Ni siquiera Onerspiquer, sumido en sus reflexiones y lamentaciones, pudo evitar escuchar esto. Volvió la cabeza sorprendido, mientras Eduardo traspasaba a Carlos con la mirada.

—¿Qué ocurre? —preguntó, desconcertado.

—Nada que deba preocuparle, duque —tosió el príncipe heredero—. Se hace un poco tarde, y quizás…

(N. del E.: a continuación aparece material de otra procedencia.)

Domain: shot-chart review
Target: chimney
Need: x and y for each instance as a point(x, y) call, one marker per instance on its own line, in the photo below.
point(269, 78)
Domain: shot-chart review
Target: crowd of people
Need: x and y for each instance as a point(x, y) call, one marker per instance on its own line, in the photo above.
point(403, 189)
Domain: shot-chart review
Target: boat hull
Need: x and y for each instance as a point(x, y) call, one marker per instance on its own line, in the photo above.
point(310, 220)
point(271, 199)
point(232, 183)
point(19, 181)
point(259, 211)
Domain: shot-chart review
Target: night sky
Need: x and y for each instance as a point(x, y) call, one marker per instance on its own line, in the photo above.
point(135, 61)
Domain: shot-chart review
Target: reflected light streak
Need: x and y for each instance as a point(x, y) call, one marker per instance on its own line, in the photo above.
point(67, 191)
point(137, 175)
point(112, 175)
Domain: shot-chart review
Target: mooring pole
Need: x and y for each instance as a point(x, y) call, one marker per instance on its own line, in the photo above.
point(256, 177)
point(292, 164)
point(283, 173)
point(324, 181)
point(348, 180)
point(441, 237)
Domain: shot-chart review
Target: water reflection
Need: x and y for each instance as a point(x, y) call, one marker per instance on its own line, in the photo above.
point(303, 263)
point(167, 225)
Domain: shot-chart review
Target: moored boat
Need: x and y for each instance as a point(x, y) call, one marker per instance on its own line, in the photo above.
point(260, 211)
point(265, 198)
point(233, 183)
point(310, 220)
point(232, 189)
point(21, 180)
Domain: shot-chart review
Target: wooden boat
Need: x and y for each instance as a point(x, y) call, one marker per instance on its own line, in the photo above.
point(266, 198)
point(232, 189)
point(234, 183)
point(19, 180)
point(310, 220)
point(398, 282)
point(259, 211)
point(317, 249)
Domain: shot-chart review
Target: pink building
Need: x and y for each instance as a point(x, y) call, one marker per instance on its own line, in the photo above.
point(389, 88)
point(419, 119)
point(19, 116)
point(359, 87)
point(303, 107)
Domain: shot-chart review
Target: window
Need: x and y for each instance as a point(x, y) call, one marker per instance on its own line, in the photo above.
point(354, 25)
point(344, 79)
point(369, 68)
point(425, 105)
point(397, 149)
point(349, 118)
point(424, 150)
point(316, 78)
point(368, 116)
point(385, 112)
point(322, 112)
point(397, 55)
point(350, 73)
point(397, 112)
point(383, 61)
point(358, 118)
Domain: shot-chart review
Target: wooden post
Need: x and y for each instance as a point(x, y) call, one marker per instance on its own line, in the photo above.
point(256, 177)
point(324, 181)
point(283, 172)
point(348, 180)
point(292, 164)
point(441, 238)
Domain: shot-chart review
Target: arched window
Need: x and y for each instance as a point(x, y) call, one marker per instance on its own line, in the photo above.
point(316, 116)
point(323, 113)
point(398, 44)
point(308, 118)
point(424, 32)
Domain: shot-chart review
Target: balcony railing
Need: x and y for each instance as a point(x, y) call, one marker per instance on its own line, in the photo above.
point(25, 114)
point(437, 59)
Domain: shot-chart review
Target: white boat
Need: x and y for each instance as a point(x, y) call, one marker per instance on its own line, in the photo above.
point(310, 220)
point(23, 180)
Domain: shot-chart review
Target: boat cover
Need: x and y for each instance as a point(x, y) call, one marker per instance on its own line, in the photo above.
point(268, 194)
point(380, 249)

—¡Ah, sí; sí, sí! —saltó el duque, recordando de repente todas sus tribulaciones—. Les ruego que me disculpen; siento no poder quedarme un poco más, pero tengo muchísimo que hacer. Por favor, infórmenme si necesitan algo… Buenas tardes, sus Altezas…

Y salió de la habitación, aún mascullando para sí algo sobre la exposición de muebles. En cuanto la puerta se cerró, Carlos volvió de nuevo sus ojos chispeantes hacia su hermano mayor.

—A propósito, Eduardo: ¿qué es eso que dicen hoy los periódicos?

Eduardo suspiró y puso los ojos en blanco.

—¿Qué dicen?, ¿eh? ¿Qué dicen? «El príncipe heredero, con una señorita de Navaseca»… ¿Quién es el que provoca habladurías ahora, Eduardo?

—Vale ya, Carlos.

—¡Ajá! «Dos tortolitos del amor»… ¿De quién hablan ahora los diarios, hmmm? ¿De Carlos Pravano el irresponsable? ¿O es de su Alteza Real, el príncipe heredero Eduardo Pravano?

—Han intentado matarme hace un par de días, caray —recordó Eduardo—. Dame algo de cuartel.

—¡Je! ¿Cuartel? ¿Quién, quién es el irresponsable ahora?

—Está bien; he cometido un error. No volverá a pasar. Pero…

—Después de esto, vas listo si pretendes chantajearme para que me case con esa princesucha.

—Yo nunca he pretendido chantajearte de ninguna forma.

—Eso dices ahora —protestó Carlos, que seguía silbando alegremente y haciendo toda clase de ruidos burlescos destinados a fastidiar a su hermano—. Veremos que es lo que pasa mañana.